Google Cloud Credentials🔗

Use these steps to configure the Google Cloud Storage connector with the necessary permissions for both object access and Pub/Sub monitoring.

1. Enable APIs🔗

gcloud services enable storage.googleapis.com pubsub.googleapis.com

2. Service account and roles🔗

Connectors use a service account to access the bucket, and a Pub/Sub subscription to receive notifications. To do this they will need a Service Account Key. Two options are available: - Option A: Create a new service account and key - Option B: Use an existing service account and key

The following steps will walk you through Option A, creating a new service account and key. If you want to use an existing service account, then you simply need to add necessary roles to the service account, if they don't already exist. Create a service account and grant the necessary roles for on-access (monitoring) and on-demand (full scan).

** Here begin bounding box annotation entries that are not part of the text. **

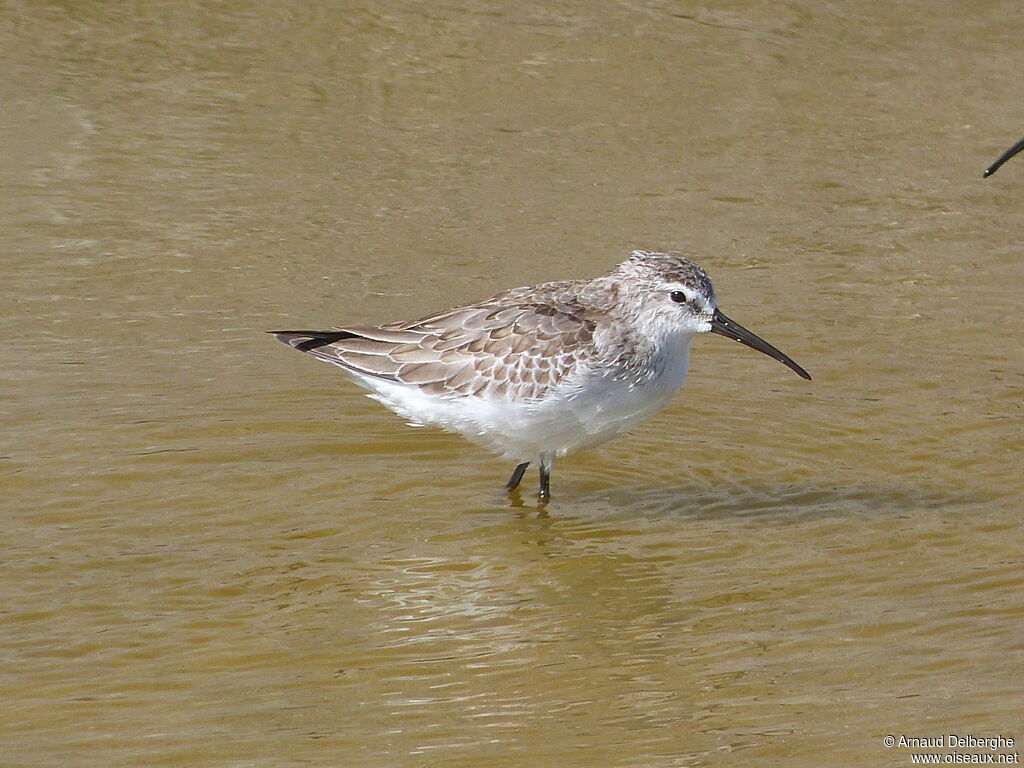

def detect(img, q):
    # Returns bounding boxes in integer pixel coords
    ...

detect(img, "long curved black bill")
[711,309,811,381]
[984,138,1024,178]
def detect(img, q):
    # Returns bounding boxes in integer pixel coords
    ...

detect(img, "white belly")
[348,339,689,461]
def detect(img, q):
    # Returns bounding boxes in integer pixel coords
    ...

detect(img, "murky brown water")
[0,0,1024,768]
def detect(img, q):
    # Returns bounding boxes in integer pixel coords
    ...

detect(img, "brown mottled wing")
[276,289,595,400]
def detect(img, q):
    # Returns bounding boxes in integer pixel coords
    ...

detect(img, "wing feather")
[272,284,596,400]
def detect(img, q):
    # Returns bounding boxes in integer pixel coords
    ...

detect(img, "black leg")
[505,462,529,490]
[540,456,552,502]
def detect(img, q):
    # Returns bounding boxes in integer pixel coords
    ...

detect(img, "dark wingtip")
[982,138,1024,178]
[267,331,355,352]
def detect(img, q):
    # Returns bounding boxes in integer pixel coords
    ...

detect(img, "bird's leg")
[540,454,554,502]
[505,462,529,490]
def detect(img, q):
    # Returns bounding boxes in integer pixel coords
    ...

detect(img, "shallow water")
[0,0,1024,767]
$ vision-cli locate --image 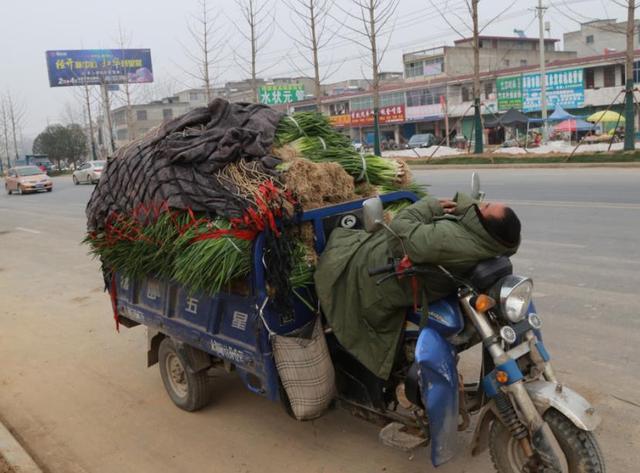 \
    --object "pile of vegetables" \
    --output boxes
[85,112,422,295]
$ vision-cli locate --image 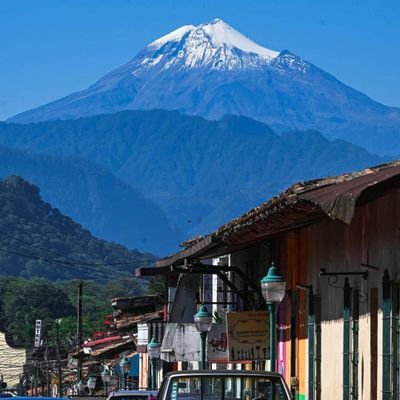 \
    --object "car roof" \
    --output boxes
[165,369,282,378]
[110,390,158,396]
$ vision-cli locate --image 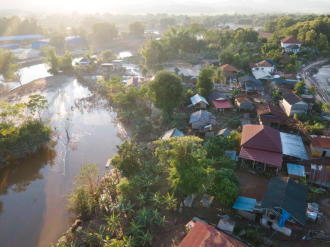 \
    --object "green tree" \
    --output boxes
[156,136,212,194]
[141,66,148,77]
[128,21,145,37]
[196,67,214,97]
[294,81,306,95]
[100,50,117,62]
[210,168,240,204]
[75,163,100,194]
[59,51,73,71]
[150,70,183,120]
[140,38,167,69]
[41,46,60,74]
[111,138,145,177]
[26,94,48,121]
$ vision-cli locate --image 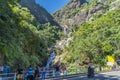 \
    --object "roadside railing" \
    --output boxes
[0,66,119,80]
[0,73,16,80]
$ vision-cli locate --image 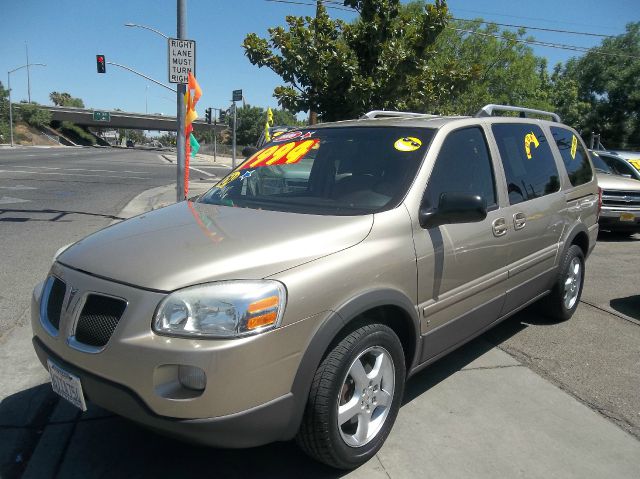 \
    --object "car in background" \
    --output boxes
[595,151,640,180]
[591,151,640,235]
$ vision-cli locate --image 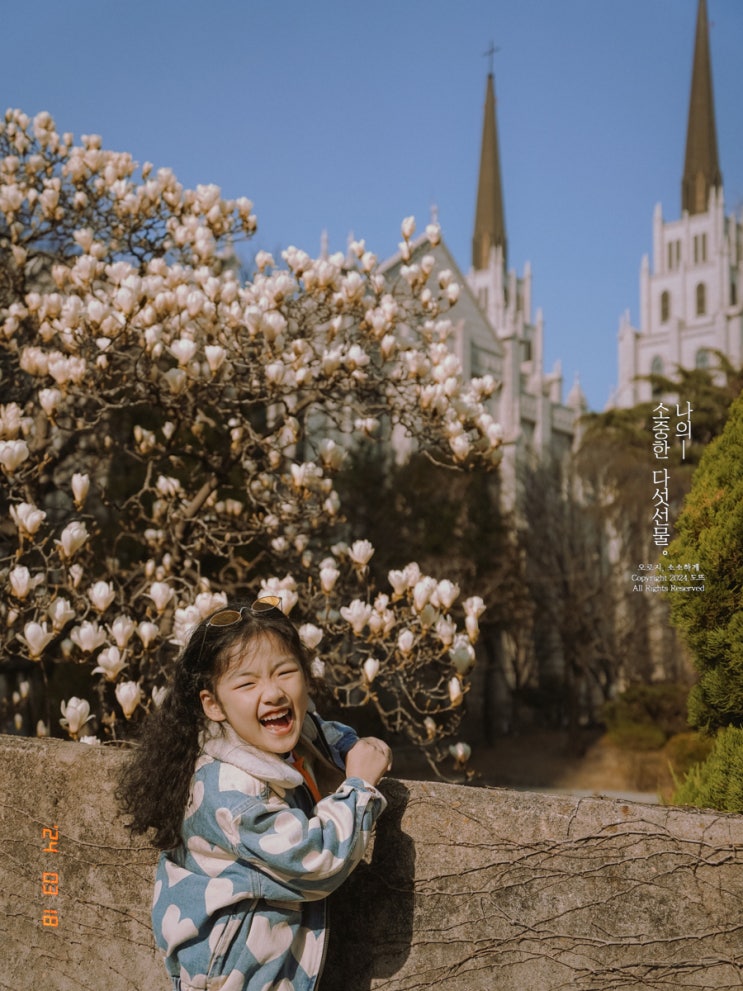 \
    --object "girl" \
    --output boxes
[119,596,391,991]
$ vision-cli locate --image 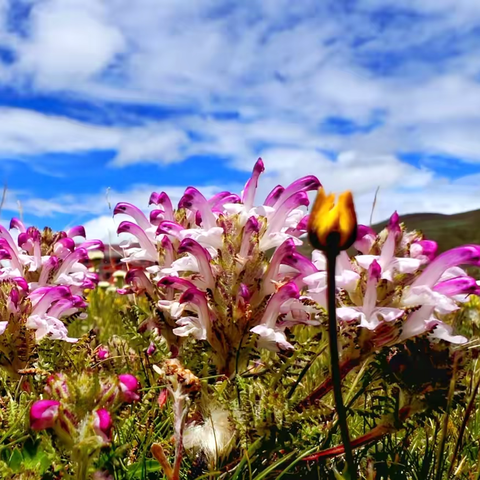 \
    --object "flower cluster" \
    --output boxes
[30,373,140,449]
[115,159,480,375]
[0,218,103,372]
[115,160,320,375]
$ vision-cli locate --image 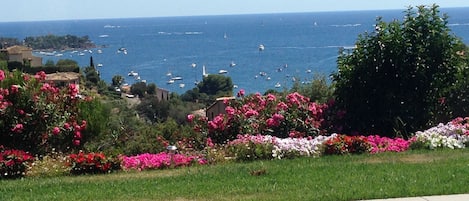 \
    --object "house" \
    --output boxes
[205,96,235,121]
[2,45,42,67]
[155,88,169,101]
[45,72,81,87]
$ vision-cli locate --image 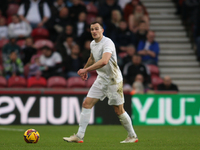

  • Full Scan on a bucket requires the storage.objectView role if just scanning files, and storage.objectAdmin if you need to move/delete files for remediation.
  • Monitoring the bucket requires the storage.objectViewer role and the pubsub.subscriber role on the subscription.
PROJECT_ID=<your-project-id>
SA_NAME=gcs-dsx-connector
SUBSCRIPTION=gcs-events-dsx-connector

# Create service account
gcloud iam service-accounts create $SA_NAME \
  --display-name="GCS DSX-Connector"

# Bucket read access - needed for Pub/Sub monitoring and scanning
gcloud projects add-iam-policy-binding "$PROJECT_ID" \
  --member="serviceAccount:${SA_NAME}@${PROJECT_ID}.iam.gserviceaccount.com" \
  --role=roles/storage.objectViewer

# Bucket write access if you need move/delete on a bucket
gcloud projects add-iam-policy-binding "$PROJECT_ID" \
    --member="serviceAccount:${SA_NAME}@${PROJECT_ID}.iam.gserviceaccount.com" \
    --role=roles/storage.objectAdmin

3. Bucket notifications (for monitoring)🔗

Each bucket you want to monitor must publish to the Pub/Sub topic. Run the notification command once per bucket. The connector filters events by DSXCONNECTOR_ASSET/DSXCONNECTOR_FILTER. 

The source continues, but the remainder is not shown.